She is silent. Even with the ocean between them, she can smell the boy — that warm toast scent, and something else. Of course, a laundered shirt.

“I’m a fallen woman,” Linda says, only partly joking.

“Magdalene,” he says, half turned toward her and steering with one hand.

“That was the name of the home,” she says.

“Really?”

“They’re always called Magdalene.”

“You’re a Catholic.”

“Yes. You’re not?”

“No.”

“How do you know about Magdalene?”

“Everybody knows about Magdalene,” he says.

“Do they? I always thought she was an especially Catholic idea.”

“Do you go to church regularly?”

“That’s a personal question.”

“I’m sorry.”

“Yes, I do.”

“And Confession?”

“Yes.”

“What do you confess?”

She is unnerved by his questions. No one has ever probed her quite like this. Not even the nuns. Their questions were predictable and rote. A catechism.
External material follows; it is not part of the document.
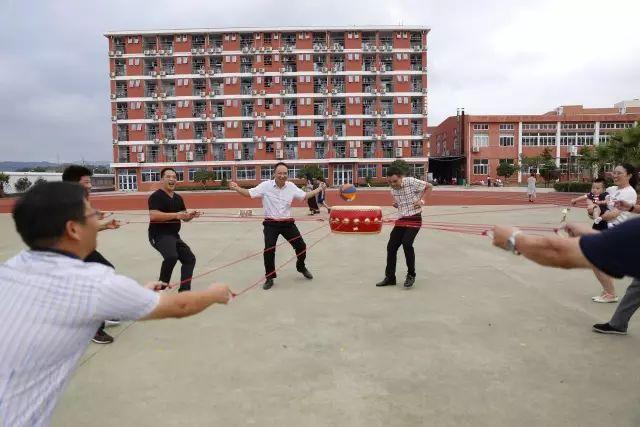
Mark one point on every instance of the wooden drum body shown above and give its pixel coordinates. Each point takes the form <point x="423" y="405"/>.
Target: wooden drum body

“I’m just asking,” he says, somewhat apologetic. “What a girl like you would possibly have to confess.”

“Oh, there’s always something,” she says. “Impure thoughts, mostly.”

“Impure meaning what?”

“Impure,” she says.

______

Thomas takes her to a diner on the beach and leads her to a booth near the entrance with seats as red as those they’ve just left. She is embarrassed about her hair, which she tries to finger-comb in the sun visor. Thomas looks away while she does this. Her hair is hopeless, and she gives it up.

“Next time, I’ll bring a scarf,” he says. “I’ll keep it in the glove compartment.”

She is elated by his assumption that there will be a next time.

______

She might not have eaten in years. She eats her hamburger and fries, his cheeseburger, drinks both milkshakes, and witnesses the first of dozens of meals that Thomas will hardly touch.

“You’re not hungry?” she asks.

“Not really,” he says. “You eat it.”

She does, gratefully. It seems there is never enough food at home.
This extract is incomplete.